Version 5 of How To Read Large Strings without Newlines

Updated 2011-06-02 02:32:11 by RLE

XAN: I've run into a kind of surprising limitation(?) and it has me stumped. Maybe someone else here has done something similar?

The Problem

I am attempting to use TclCurl to have a "conversation" with an ASP driven webpage. A little background... these are corporate in-house webpages over a VPN and there is little to no hope of getting them to change anything. And there is a major design flaw in these webpages - the designer has decided to use the __VIEWSTATE field to save state for everything... including the kitchen sink! The result...

The stumbling block is a __VIEWSTATE field that is approximately 500K large! To communicate with the server, I have to capture this awful chunk of data and send it back in the POST request. I have code that does this, and I know that it works because it is heavily tested on pages with a sane-sized __VIEWSTATE. Trying to use the same code on a page with a large VIEWSTATE, however, just causes TCL to hang.

Possible Cause

I have no problem reading a file megabytes large into a variable, so somothing else is going on here. I looked for "offensive" characters that may be choking the interpreter but none seem to exist. The striking detail seems to to me to be the absence of newlines. The ~500K is all on one line... could it be that TCL cannot handle this scenario, or handle it well?

Things I've Tried and The Outcome

  1. I've taken a chunk of about 10K and tried building a 500K string with no newlines using append. The interpreter does get slower and slower and eventually grinds to a halt.

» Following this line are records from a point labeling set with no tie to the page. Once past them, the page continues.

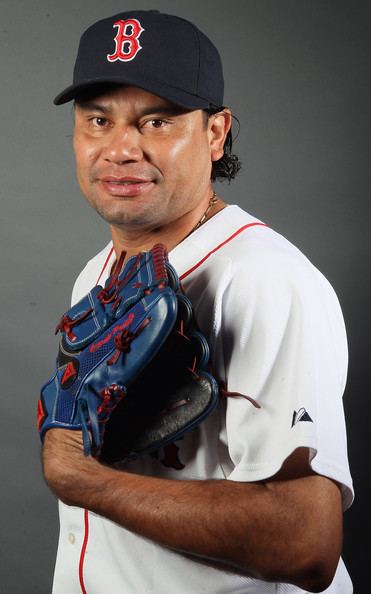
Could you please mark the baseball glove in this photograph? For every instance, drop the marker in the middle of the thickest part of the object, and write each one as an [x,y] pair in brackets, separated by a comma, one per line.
[131,371]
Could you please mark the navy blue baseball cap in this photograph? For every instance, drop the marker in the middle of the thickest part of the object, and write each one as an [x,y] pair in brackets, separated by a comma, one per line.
[160,53]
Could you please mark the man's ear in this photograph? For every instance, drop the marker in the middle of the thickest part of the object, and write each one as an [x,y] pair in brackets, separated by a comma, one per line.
[219,125]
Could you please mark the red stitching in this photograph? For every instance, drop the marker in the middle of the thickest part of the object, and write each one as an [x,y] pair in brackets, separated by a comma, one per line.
[105,265]
[83,551]
[220,246]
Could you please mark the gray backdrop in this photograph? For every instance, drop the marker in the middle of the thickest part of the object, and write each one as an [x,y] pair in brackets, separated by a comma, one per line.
[298,77]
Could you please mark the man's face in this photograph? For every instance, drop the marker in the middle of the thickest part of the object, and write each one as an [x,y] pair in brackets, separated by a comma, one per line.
[141,162]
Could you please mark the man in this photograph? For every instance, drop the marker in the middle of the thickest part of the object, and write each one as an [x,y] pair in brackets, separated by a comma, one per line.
[252,500]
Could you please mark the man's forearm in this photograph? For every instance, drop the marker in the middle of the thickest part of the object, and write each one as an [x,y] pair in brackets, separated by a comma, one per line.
[279,531]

When doing this with newlines, no slowdown occurs.
  2. I've tried every possible method of reading this data into a variable...
  • different encodings and translations on fconfigure -> read into variable
  • set variable directly using copy/paste into console
  • breaking up into chunks and rebuilding these chunks into one variable
  1. I've looked for a way to have TclCurl pull the postfields from a file. No such method seems to exist - it must come from a variable.
  2. I've tried using external options like CMD.exe type filename. Same problem. Interestingly, CMD.exe has no problem typing this file out in a CMD.exe instance.

Questions

  1. Why can't TCL handle this data?
  2. What can I do? Anyone have any suggestions or similar experience?

AMG: I wasn't aware of any problems with long strings, even when they lack newlines. The computer I'm on right now takes about thirty milliseconds to assemble a one-megabyte string consisting only of the letter "x":

time {string repeat x 1048576} 100

I suspect the problem isn't with Tcl or the way it handles long strings or newlines, but rather with the way data is exchanged with the TclCurl library. Profile your program with [time] and/or [clock microseconds] to see which command is taking the longest to complete, then split up that command and see which piece is taking too long, and keep repeating until you've isolated the culprit. Let us know what you find.

There doesn't appear to be any documentation for TclCurl on this Wiki. Maybe write a sample program or two and post it so we can see how it works.